The goal was to arrive at modern, transparent investment rules that safeguard investors’ interests but do not limit the policy space, De Gucht said, alternating between German and English. He emphasized that on all other chapters, the trade negotiations would continue as planned. “Hitting the pause button” on the investment rules would not delay the overall accord.
Alexander Graf Lambsdorff, a German liberal and member of the European parliament, pointed out that at the end of the day, it would be the elected legislators who would decide whether to approve TTIP or not. Speaking of “choppy waters”, Lambsdorff also addressed the issue of U.S. spying in Europe. He was not in favor of suspending the TTIP negotiations, he added.
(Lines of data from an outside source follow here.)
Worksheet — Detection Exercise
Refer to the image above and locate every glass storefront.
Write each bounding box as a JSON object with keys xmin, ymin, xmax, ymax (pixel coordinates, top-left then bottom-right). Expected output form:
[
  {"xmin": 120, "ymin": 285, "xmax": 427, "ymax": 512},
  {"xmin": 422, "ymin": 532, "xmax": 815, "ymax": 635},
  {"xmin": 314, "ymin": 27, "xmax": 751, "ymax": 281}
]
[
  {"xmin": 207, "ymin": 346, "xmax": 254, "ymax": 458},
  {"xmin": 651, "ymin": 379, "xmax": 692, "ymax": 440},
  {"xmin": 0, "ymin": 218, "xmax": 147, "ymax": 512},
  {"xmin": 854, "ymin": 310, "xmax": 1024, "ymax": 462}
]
But to re-establish trust, it was necessary to quickly conclude a parallel agreement on improving data protection.
Personal regrets over the cultural exception
De Gucht stressed that TTIP would need to bring an end to most of the tariffs that still exist for trade between the U.S. and Europe, especially for industrial products. While it was clear that it would not be possible to immediately lift all tariffs on agricultural products as well, some progress in that area would have to be made.
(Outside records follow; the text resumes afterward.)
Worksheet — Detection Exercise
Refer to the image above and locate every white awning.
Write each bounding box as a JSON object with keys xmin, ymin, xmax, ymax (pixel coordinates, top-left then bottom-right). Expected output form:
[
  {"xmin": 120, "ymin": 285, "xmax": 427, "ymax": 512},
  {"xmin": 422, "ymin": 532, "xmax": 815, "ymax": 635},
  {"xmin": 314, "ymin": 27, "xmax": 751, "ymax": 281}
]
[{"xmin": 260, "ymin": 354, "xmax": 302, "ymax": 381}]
Subsidies to cultural institutions, however, were not part of the Commission’s negotiating mandate, De Gucht said. Nor would the Commission seek to have its mandate extended, given the situation in the EU council where France has always vetoed such negotiations. “I may not necessarily approve, but I will respect it,” the commissioner added. He believes it would actually benefit Europeans to have cultural policies included in TTIP because common rules were needed for the rapidly changing digital environment.
TTIP as an absolute priority
During the lively debate under the glass cupola of Düsseldorf’s modern art museum, De Gucht passionately defended the need for this new transatlantic accord. “It is an enormous boost for the economy,” the former Belgian foreign minister said. “But it is also about framing our future. Either we frame it together with the United States and other nations that have the same approach, or somebody else will frame the future. And that will not be as free as we have in mind.”
Friedrich Merz, chairman of Atlantik-Brücke and board member of United Europe, promised strong support for TTIP. Atlantik-Brücke would make supporting this accord its absolute priority in 2014. He said TTIP was much more than just a trade agreement, Merz said. It could have the same meaning for transatlantic relations in the early 21st century that the NATO treaty had for much of the 20th century, anchoring a close relationship between “the two large continents of democracy and the rule of law,” Merz added.